Looks great, you can always play chess on the floor & furniture on those dark winter nights 
My daughter is thinking about a small camper & something that size would probably work out ok for her.


----------



## kangooroo

Small is Beautiful and I think you've made very good use of the available space.  I have a Renault Kangoo conversion which is even smaller, just like your Berlingo, so I'm always interested in smaller-van conversions.

A topical question at the moment: is it insulated?  

Also, as a DIY conversion/adaptation, did you have any difficulty in insuring it?  (This is an ongoing problem for me when converting a van because I need business use insurance which must also include carriage of own goods - and campervan insurers won't touch me!).


----------



## matttransitconnect

yes fully insulated. Therma-wrap floor walls and ceiling. Loft insulation stuffed in any gap it can be then ply lining and carpet ontop of that.
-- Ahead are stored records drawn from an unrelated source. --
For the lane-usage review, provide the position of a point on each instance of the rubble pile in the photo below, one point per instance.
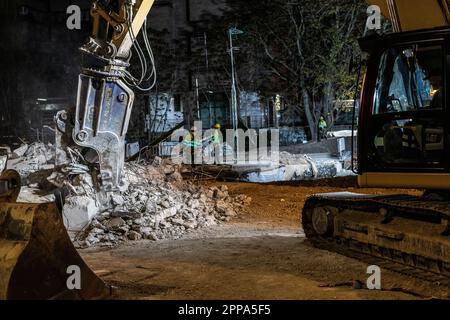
(154, 203)
(32, 158)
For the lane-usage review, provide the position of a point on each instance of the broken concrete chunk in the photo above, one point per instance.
(134, 236)
(115, 223)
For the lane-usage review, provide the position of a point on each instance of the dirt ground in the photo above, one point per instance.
(262, 254)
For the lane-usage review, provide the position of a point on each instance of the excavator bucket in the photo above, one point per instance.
(37, 257)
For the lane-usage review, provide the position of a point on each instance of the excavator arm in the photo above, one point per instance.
(105, 90)
(36, 253)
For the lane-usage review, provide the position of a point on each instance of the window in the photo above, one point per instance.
(409, 79)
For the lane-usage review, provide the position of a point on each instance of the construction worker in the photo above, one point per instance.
(323, 126)
(216, 141)
(192, 142)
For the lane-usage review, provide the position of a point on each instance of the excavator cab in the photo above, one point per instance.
(403, 118)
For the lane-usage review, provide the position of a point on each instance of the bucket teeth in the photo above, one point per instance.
(37, 256)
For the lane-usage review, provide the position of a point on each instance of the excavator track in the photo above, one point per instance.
(406, 234)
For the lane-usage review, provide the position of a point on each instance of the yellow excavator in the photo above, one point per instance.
(403, 142)
(37, 258)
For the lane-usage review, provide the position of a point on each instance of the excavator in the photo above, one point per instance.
(403, 142)
(37, 258)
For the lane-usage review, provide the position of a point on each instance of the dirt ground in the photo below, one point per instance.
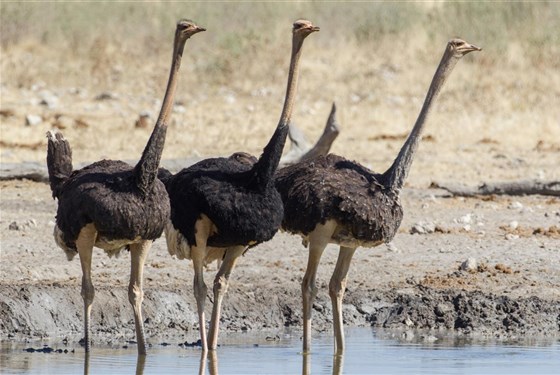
(491, 124)
(416, 283)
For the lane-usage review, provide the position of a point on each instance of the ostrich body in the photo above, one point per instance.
(113, 205)
(330, 199)
(220, 206)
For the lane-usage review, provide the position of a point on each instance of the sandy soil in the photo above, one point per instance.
(491, 124)
(414, 283)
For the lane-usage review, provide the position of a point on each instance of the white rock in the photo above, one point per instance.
(391, 247)
(469, 265)
(33, 120)
(466, 219)
(515, 205)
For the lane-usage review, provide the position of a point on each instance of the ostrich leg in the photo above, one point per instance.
(221, 283)
(84, 243)
(318, 240)
(138, 254)
(200, 290)
(337, 286)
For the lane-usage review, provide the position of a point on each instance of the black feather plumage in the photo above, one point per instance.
(218, 188)
(332, 187)
(105, 194)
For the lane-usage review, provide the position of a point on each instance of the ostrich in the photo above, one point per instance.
(300, 149)
(112, 205)
(333, 200)
(220, 206)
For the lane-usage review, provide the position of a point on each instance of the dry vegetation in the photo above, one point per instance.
(374, 59)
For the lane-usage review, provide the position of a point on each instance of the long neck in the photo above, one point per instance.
(264, 169)
(395, 176)
(147, 168)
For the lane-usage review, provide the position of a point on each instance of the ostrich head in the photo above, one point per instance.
(243, 158)
(186, 29)
(459, 48)
(304, 27)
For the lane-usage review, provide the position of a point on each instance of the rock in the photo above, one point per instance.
(14, 225)
(106, 95)
(179, 108)
(33, 120)
(391, 247)
(143, 120)
(515, 205)
(63, 122)
(48, 99)
(466, 219)
(469, 265)
(423, 228)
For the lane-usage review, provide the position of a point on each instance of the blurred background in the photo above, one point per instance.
(92, 70)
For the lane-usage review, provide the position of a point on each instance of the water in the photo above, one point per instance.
(368, 352)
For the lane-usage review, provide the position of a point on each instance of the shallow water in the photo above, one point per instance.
(368, 352)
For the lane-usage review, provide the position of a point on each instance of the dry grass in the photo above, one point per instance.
(374, 59)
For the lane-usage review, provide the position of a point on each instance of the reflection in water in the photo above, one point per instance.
(212, 358)
(140, 364)
(338, 364)
(86, 363)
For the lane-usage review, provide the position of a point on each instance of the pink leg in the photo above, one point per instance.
(138, 254)
(318, 240)
(337, 287)
(220, 288)
(84, 243)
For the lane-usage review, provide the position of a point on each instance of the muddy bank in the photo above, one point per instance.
(55, 312)
(420, 281)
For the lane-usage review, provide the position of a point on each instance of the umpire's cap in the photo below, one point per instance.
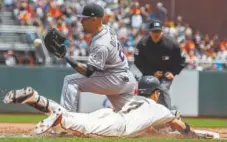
(91, 10)
(147, 85)
(155, 25)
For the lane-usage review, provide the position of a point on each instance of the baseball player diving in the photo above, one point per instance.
(106, 71)
(135, 118)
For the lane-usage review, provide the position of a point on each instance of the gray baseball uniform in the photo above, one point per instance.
(114, 78)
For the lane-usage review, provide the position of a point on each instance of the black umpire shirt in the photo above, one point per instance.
(164, 56)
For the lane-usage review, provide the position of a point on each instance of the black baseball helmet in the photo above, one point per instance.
(147, 85)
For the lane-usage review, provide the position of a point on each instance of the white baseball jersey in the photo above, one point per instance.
(106, 52)
(133, 120)
(113, 78)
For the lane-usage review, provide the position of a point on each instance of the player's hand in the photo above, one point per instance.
(169, 75)
(158, 74)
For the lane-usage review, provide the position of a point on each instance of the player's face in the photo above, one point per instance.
(155, 95)
(87, 24)
(156, 35)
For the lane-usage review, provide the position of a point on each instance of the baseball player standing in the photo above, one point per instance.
(106, 71)
(159, 55)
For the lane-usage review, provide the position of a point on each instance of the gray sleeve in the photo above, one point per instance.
(98, 57)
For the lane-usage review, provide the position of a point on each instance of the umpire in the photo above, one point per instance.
(159, 55)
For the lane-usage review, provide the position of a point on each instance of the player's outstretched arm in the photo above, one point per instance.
(56, 44)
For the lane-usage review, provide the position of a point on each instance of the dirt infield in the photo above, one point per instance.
(26, 129)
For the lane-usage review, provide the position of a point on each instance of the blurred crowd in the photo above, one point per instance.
(129, 18)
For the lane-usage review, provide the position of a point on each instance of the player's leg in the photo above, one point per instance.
(31, 97)
(164, 98)
(108, 84)
(187, 130)
(109, 124)
(162, 116)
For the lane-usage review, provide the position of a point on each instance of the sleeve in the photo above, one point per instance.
(139, 57)
(97, 57)
(178, 60)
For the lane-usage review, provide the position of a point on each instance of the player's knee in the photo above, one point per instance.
(182, 127)
(69, 79)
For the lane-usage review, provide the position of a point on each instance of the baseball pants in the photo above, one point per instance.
(114, 85)
(164, 98)
(107, 123)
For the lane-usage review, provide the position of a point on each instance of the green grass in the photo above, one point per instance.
(20, 118)
(206, 122)
(195, 122)
(100, 140)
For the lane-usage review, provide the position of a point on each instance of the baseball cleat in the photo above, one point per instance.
(53, 120)
(25, 96)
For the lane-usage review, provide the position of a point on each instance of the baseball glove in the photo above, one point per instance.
(55, 43)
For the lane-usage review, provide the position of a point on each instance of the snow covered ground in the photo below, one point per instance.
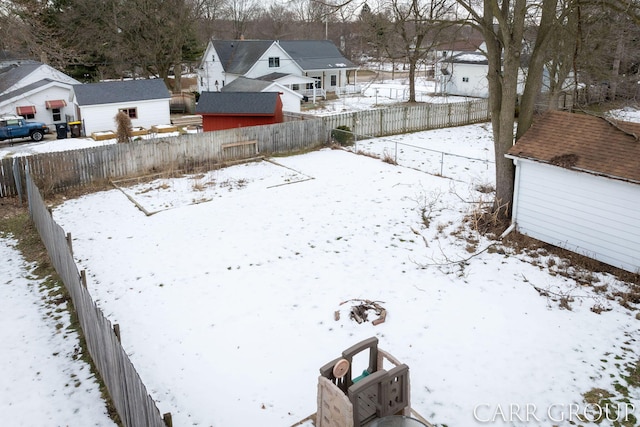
(226, 297)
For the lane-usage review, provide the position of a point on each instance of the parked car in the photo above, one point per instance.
(15, 127)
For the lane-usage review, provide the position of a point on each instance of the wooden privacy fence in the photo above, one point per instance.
(411, 118)
(128, 393)
(77, 168)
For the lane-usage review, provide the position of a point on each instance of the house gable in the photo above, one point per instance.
(225, 60)
(290, 99)
(314, 55)
(274, 59)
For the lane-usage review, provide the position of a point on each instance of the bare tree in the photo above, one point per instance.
(503, 24)
(241, 13)
(418, 23)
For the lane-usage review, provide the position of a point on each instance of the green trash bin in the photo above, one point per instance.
(76, 129)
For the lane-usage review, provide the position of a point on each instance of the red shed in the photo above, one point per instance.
(228, 110)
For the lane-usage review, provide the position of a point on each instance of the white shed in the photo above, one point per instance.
(36, 91)
(145, 101)
(577, 186)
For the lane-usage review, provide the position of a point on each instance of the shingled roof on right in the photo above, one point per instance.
(584, 143)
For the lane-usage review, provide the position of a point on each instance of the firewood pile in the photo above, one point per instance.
(361, 309)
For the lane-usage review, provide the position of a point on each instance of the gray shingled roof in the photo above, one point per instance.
(272, 77)
(238, 56)
(120, 91)
(11, 75)
(249, 103)
(316, 54)
(24, 89)
(244, 84)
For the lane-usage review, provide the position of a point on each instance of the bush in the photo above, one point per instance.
(342, 135)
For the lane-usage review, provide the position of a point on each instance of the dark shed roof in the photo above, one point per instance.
(246, 103)
(120, 91)
(584, 143)
(243, 84)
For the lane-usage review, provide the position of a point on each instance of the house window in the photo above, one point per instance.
(274, 62)
(131, 112)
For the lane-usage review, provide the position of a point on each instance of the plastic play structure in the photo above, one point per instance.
(352, 399)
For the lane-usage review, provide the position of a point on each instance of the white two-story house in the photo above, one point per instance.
(309, 67)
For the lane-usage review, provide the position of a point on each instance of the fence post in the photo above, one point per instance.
(69, 243)
(396, 155)
(167, 419)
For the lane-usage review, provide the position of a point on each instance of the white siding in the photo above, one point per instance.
(211, 71)
(37, 98)
(99, 118)
(477, 86)
(287, 65)
(591, 215)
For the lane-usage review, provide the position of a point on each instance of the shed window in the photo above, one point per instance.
(131, 112)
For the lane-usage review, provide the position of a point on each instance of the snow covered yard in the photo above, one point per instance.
(227, 295)
(44, 382)
(226, 302)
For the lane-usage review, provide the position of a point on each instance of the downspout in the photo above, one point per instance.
(514, 209)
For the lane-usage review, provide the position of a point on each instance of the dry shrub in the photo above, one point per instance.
(388, 158)
(489, 220)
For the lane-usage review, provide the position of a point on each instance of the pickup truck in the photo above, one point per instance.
(15, 127)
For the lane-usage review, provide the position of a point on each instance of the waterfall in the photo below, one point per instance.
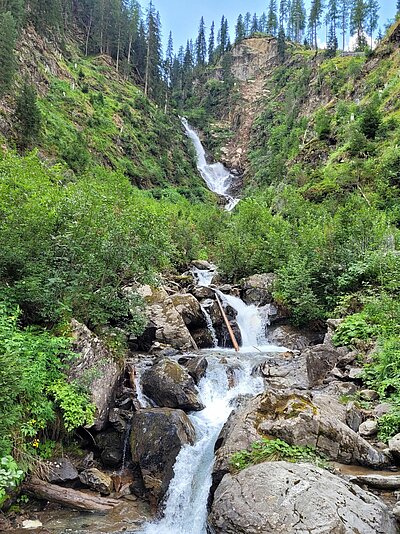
(217, 177)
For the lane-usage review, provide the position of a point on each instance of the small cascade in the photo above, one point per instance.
(210, 326)
(217, 177)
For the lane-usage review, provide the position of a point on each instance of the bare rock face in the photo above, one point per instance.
(95, 361)
(170, 385)
(158, 434)
(165, 324)
(286, 498)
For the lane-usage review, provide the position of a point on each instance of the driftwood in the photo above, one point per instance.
(228, 326)
(68, 497)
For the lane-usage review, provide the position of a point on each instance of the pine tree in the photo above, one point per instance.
(27, 116)
(372, 18)
(240, 30)
(201, 45)
(247, 23)
(314, 21)
(272, 21)
(358, 22)
(254, 24)
(281, 44)
(211, 43)
(343, 19)
(297, 20)
(8, 35)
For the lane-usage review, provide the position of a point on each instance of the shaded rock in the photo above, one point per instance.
(196, 367)
(158, 434)
(368, 428)
(60, 471)
(95, 361)
(257, 289)
(169, 385)
(97, 481)
(165, 324)
(280, 497)
(189, 308)
(394, 447)
(320, 361)
(110, 444)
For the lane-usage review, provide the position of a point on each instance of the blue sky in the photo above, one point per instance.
(182, 16)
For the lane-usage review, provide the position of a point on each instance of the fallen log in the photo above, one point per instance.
(67, 496)
(228, 325)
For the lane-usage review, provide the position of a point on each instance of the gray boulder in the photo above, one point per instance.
(169, 385)
(95, 362)
(158, 434)
(285, 498)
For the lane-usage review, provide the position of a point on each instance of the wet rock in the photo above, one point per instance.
(320, 361)
(368, 429)
(96, 361)
(189, 308)
(97, 481)
(110, 445)
(165, 324)
(60, 471)
(196, 367)
(295, 498)
(158, 434)
(369, 395)
(394, 447)
(257, 289)
(169, 385)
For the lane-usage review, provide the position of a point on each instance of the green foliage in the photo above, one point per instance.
(10, 476)
(274, 450)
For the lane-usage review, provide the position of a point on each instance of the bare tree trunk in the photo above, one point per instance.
(68, 497)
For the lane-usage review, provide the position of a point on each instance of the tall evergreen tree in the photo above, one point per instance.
(240, 30)
(358, 22)
(211, 43)
(314, 21)
(372, 18)
(272, 21)
(254, 24)
(8, 35)
(201, 45)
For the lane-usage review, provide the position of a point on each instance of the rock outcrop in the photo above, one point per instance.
(170, 385)
(283, 498)
(95, 363)
(158, 434)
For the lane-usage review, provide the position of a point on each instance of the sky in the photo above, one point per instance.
(182, 16)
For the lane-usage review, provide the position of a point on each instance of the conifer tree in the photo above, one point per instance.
(201, 45)
(358, 22)
(272, 21)
(8, 35)
(254, 24)
(28, 117)
(211, 43)
(240, 31)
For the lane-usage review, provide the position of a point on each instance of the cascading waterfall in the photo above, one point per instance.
(185, 509)
(217, 177)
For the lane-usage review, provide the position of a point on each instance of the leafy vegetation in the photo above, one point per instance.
(270, 450)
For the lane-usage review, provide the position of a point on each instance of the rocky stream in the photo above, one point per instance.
(168, 423)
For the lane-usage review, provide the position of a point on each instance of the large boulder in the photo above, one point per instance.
(286, 498)
(95, 366)
(257, 289)
(158, 434)
(170, 385)
(189, 308)
(165, 324)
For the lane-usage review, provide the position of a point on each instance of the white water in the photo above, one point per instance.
(185, 509)
(217, 177)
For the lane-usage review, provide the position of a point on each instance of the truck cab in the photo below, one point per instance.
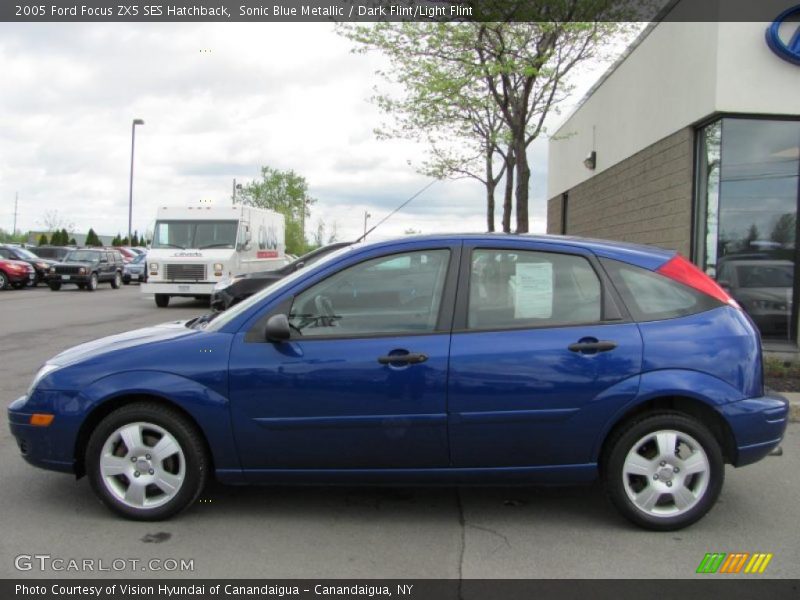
(195, 247)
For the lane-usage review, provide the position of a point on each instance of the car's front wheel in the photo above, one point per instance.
(146, 462)
(664, 471)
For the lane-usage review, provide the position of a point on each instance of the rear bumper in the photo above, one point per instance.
(758, 426)
(179, 289)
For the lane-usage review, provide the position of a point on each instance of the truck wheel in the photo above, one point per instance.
(146, 461)
(664, 471)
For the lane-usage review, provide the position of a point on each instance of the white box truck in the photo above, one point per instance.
(194, 247)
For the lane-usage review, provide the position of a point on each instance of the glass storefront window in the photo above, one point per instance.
(747, 188)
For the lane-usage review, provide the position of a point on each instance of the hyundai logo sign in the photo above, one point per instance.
(787, 51)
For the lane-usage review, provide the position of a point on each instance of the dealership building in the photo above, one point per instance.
(691, 141)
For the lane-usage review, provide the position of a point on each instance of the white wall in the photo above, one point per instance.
(679, 74)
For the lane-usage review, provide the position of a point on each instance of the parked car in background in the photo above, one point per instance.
(56, 253)
(40, 265)
(229, 292)
(763, 288)
(560, 360)
(127, 254)
(135, 270)
(15, 273)
(87, 268)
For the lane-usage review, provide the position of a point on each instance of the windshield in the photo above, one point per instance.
(82, 256)
(26, 253)
(195, 234)
(766, 276)
(245, 305)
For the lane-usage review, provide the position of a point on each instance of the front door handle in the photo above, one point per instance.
(404, 359)
(590, 347)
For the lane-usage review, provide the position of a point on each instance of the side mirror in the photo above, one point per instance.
(277, 329)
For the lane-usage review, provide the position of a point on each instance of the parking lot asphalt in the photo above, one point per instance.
(352, 532)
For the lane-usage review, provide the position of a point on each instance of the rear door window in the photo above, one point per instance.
(652, 297)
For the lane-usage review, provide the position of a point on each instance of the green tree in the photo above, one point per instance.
(92, 239)
(511, 64)
(285, 192)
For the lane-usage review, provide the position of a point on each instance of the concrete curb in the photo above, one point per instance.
(794, 405)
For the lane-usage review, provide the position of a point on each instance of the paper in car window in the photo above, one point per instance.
(533, 288)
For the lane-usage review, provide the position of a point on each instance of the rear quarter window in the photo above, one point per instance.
(653, 297)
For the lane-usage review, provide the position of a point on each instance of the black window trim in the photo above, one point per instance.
(613, 310)
(444, 321)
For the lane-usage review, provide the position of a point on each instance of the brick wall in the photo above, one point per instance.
(646, 198)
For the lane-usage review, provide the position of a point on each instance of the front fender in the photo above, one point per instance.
(209, 409)
(672, 382)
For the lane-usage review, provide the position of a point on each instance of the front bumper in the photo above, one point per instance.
(43, 447)
(201, 288)
(758, 426)
(68, 278)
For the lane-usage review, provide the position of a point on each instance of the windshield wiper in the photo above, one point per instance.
(220, 245)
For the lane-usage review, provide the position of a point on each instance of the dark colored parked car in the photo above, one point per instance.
(40, 265)
(135, 270)
(491, 359)
(87, 268)
(56, 253)
(232, 291)
(15, 273)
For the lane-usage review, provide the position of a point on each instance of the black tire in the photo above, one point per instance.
(189, 439)
(626, 439)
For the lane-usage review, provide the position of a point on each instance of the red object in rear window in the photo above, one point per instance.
(681, 270)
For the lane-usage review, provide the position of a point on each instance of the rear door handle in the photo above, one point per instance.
(592, 347)
(405, 359)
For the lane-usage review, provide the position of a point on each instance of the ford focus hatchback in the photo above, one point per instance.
(478, 359)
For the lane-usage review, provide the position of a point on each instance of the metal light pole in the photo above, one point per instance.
(130, 190)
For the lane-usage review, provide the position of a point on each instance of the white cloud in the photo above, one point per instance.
(219, 101)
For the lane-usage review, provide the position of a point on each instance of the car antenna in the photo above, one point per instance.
(374, 227)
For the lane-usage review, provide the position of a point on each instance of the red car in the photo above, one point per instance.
(16, 273)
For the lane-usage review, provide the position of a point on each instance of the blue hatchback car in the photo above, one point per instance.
(454, 359)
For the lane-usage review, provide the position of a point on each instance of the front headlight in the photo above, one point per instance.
(225, 283)
(41, 374)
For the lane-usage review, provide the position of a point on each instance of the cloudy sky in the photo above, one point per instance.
(219, 100)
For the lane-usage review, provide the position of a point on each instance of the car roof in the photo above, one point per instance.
(649, 257)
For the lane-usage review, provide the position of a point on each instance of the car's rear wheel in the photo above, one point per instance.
(664, 471)
(146, 462)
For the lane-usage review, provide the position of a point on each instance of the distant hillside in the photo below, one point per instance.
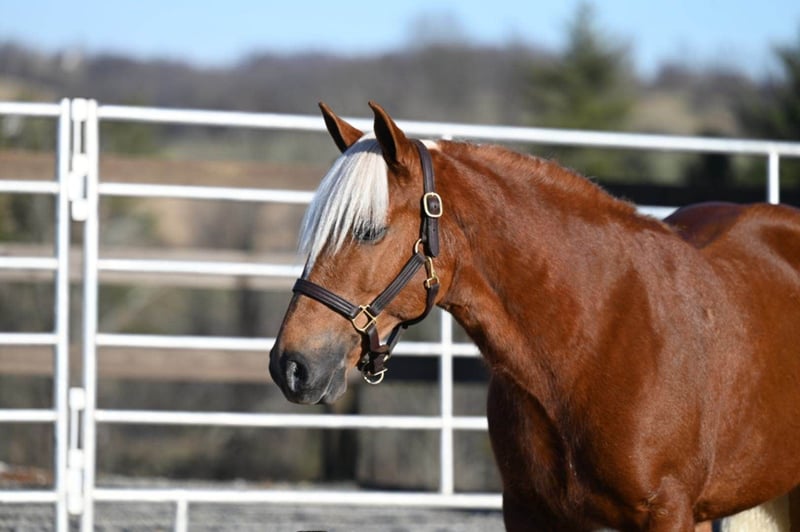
(452, 83)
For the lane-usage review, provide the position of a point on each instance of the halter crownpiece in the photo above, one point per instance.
(364, 318)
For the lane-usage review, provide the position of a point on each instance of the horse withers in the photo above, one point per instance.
(645, 375)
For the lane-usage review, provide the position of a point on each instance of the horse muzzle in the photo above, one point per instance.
(307, 379)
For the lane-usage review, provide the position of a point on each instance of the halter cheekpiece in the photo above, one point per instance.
(365, 317)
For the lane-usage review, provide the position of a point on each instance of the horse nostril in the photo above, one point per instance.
(296, 374)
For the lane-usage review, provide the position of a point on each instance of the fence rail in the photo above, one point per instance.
(78, 189)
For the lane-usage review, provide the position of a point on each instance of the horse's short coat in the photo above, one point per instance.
(645, 374)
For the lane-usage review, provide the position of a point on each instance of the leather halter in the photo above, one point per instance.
(365, 317)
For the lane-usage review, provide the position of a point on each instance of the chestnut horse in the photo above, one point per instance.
(645, 375)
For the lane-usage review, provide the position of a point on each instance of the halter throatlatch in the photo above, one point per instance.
(365, 317)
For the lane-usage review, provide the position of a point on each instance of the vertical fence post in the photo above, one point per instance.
(773, 177)
(90, 292)
(61, 326)
(446, 391)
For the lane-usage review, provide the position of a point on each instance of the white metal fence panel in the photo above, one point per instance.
(59, 338)
(79, 189)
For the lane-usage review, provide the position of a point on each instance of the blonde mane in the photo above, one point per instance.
(353, 196)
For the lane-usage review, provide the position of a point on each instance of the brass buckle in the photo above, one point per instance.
(373, 378)
(366, 314)
(427, 207)
(432, 279)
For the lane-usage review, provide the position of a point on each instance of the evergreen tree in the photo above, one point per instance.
(591, 86)
(775, 114)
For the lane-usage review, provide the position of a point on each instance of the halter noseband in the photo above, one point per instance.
(365, 317)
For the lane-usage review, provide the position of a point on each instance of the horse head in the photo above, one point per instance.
(371, 237)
My van is still classed as a van - the insurance company know there is wooden furniture and carpet in their...however i believe to be classed as a camper on V5 it must have a permanant water store at all times. tesco insurance said wooden racking in a van is nothing unusual so its fine......my berlingo had an engine fire and was written off - insurance paid out fine with camper van interior so i dont think there is a problem.


----------



## kangooroo

Excellent!  This sounds promising.

I think on the V5 a van has to have a cooker, table, seating, wardrobe and fixed bed in order to be classed as a 'camper'.  Mine would have a sink plus jerrican arrangement and bank of lockers to form the bed so similar to yours - but no cooker.


----------



## matttransitconnect

sounds very similar set up...mine is just a camping stove (so officially isnt kept in there....no different to having one in the car when driving on holiday for a camping trip.
tesco were great about it and gave me a very good quote. all my friends who have converted "surf vans" follow the same rule - its no different to a van with wooden racking. surely sleeping in the van means less chance of it being stolen!!!


----------



## biggirafe

v cool, we like


----------



## Firefox

Very nice and looks super cozy too.

I'd always wondered about how those little transits would look when converted. I thought with the slightly higher roof they would make a good base vehicle. 

I'm surprised one of the pro converters hasn't had a go yet. I looked at the NEC show but can't remember any Transit Connects. Maybe someone will get an idea from your van!


----------



## matttransitconnect

yeh i expected to see one at the NEC. I dont know why it hasnt been chosen - small motorhomes seems to be a euro thing with berlingo vans and a Nemo. Havnt seen any others on the road yet either......I sort of like being unique  but it has made a great small base vehicle, the high roof makes it work, its only just smaller than a t4 transporter.


----------



## rach-chavette

love it mate .. great job you have done where do you go on the mountain bike trips mate? my hubby goes to cwmcarn scenic allot


----------



## matttransitconnect

cheers! yeh in south wales most of the time - cwmcarn, afan and glyncorrwg(i think thats spelt right!) spend most weekends in south wales trying to get as much surfing and mountainbiking in until i have to return to good old worcester in the week


----------